Carlos de Olivier Assayas

Una  obra  como  un  edifico  se  compone  de  partes  visibles,  sin  embargo  tenemos  que  detectar  las  ocultas,  aquellas  que  parecen  invisibles  a  priori,  y  comenzar  a  rellenar  esos  espacios  que  parecen  huecos,  pero  que  en  el  fondo  no  lo  son;  podemos  apelar  a  la  memoria a buen seguro, quizás huyendo de un ejercicio bienpensante, sin ocultarnos, ni siquiera  una  simplista  constatación  de  hechos  sirva,  de  actos  concatenados,  elípticos,  mucho  más  allá,  liberase  de  estereotipos,  asumiendo  la  verdad,  expurgando  la  historia,  asumiéndola  en  su  invisibilidad  latente  aunque  dolorosa,  identificándola  con  todas  sus  consecuencias,  manteniendo  una  distancia,  pero  sin  estar  distanciados,  interrogándose,  romper con el romanticismo, interrogándonos de nuevo como ágil ejercicio críptico, y no dejar de plantearnos como los ideales revolucionarios de un tiempo, de ese tiempo donde trascurrieron; a finales de los sesenta; mutaron hacia la intolerancia, a la violencia, hacia el terrorismo como planteamiento, mucho más allá incluso de la lucha armada, para ello no  sirven  descontextualizaciones  al  uso,  sino  todo  lo  contario,  ruptura  de  los  cánones,  volver a mirar a través de un prisma, con toda su complejidad, sin complacencias.

Carlos   parte   de   un   tiempo,   de   una   realidad   histórica,   que   modela   el   idealismo,   traspasando  los  límites  de  la  utopía,  y  como  frustración  –  excusa-  de  una  revolución  pacífica que no culmina sus fines – la del 68-, enfrente la derechización del mundo – nada parece cambiar-; un paso más trasformar la lucha armada como garante internacional, el terrorismo como conquista radical, no democrática.

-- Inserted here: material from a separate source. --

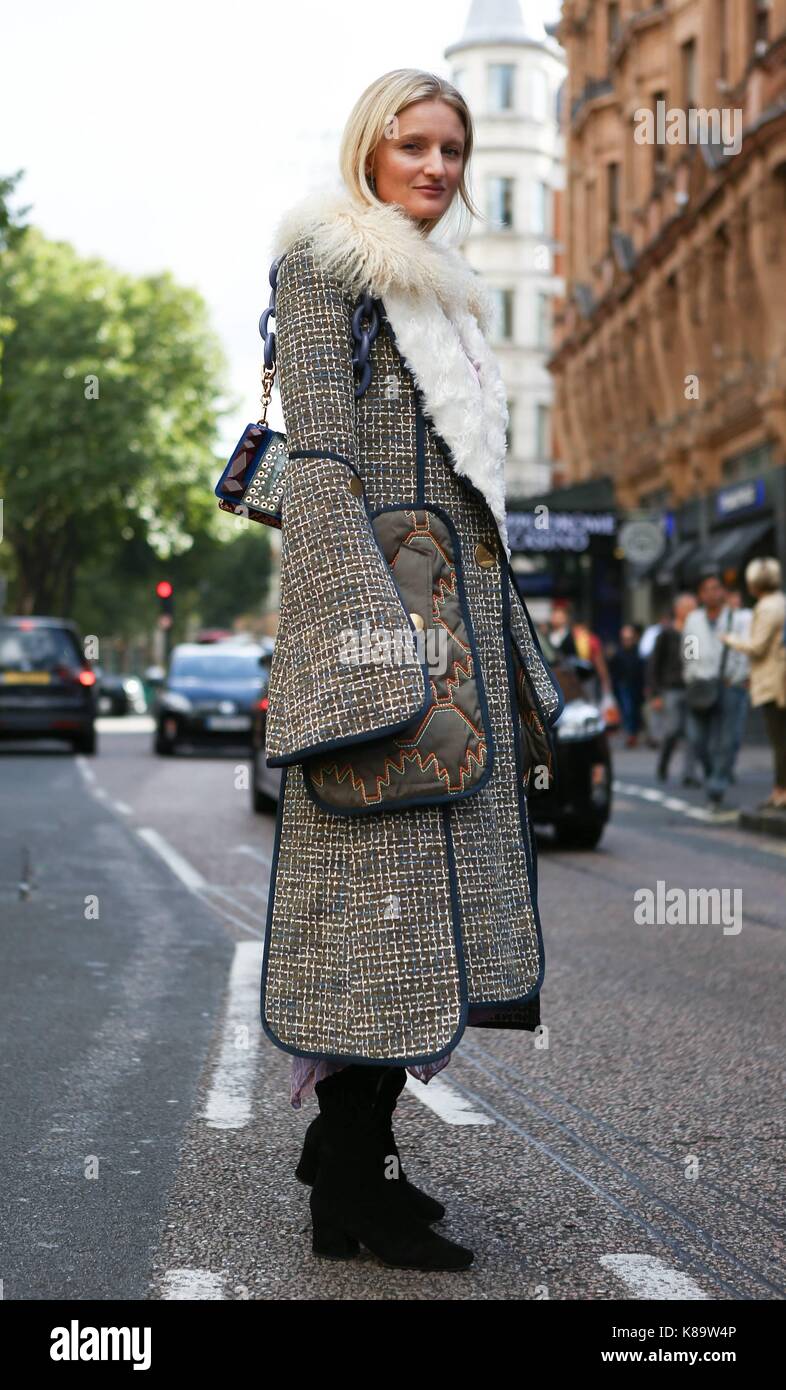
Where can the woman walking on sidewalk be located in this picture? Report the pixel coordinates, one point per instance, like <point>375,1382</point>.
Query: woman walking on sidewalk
<point>764,647</point>
<point>408,699</point>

Los documentos televisivos de algunos hechos van puntuando la ficción que se teje entre los  años  setenta  y  noventa.  Ramírez  que  es  el  verdadero  nombre  de  Carlos,  el  chacal  (admirador de  la  novela  de  Forsyth),  es  un  muchacho  dogmatizado  por  los  ideales  de  la  Unión Soviética, partidario de la internacionalización revolucionaria –solo esta es posible mediante  métodos  de  lucha  armada-  contra  el  imperialismo  –sionismo,  en  particular-,  colabora  con  grupos  armados  palestinos  contrarios  a  Arafat  coordinados  con  otros  grupos  pertenecientes  a  la  armada  roja  europea.  Cuando  los  hechos  se  embrutecen  la  lucha  armada  pasa  a  ser  considerada  como  un  negocio,  por  lo  que  el  idealista  se  trasformara  en  mercenario,  de  ahí  a  mantener  contactos  con  grupos  islamistas,  justo  hasta la caída del muro, moviéndose hasta entonces entre países del Este y países árabes. Cuando los ideales parecen haber fracasado, y la guerra carece de sentido para aquellos que  se  formaron  en  una  época,  Carlos  se  convierte  en  un  individuo  patético,  en  caída  libre, una figura trágica, a la deriva.

La  propuesta  termina  concentrando  su  discurso  en  la  ascensión  y  posterior  caída  de  Carlos, mostrando sus contradicciones y revitalizando los momentos de acción – a modo de  thriller  político-,  sin  alejarse  de  la  reflexión  pertinente,  aunque  un  tanto  lastrada  -en  este  caso  asistimos  a  una  versión  de  dos  horas,  cuarenta  y  cinco  minutos-,  por  lo  que  intuimos  que  este  complejo  poliedro  fascinante  no  termina  de  culminar  –  la  duración  exacta  corresponde  a  una  serie  de  más  de  seis  horas,  que  se  proyecto  el  pasado  año  en  Cannes y a la vez en televisión como proyecto de serie televisiva-. Por cierto, este cronista ha podido visionar finalmente la serie.

En Carlos se explica como el terrorismo internacional constituyó una red interconectada, pero  también  como  habita  un  tejido  de  extrañas  conexiones  entre  gobiernos  implicados,  servicios  secretos,  tráfico  de  armas,  un  universo  clandestino  que  muta  hasta  hoy,  donde  figuras  sobre  Ilich  Ramírez  –  alias  Carlos-  no  tienen  sentido  hoy,  el  mundo  aún  es  más  complejo,  más  poliédrico,  puede  que  se  nos  escape,  los  antagonismos,  la  geografía  variable del mundo moderno con toda su gravedad.

Destaca la interpretación de Edgar Ramírez.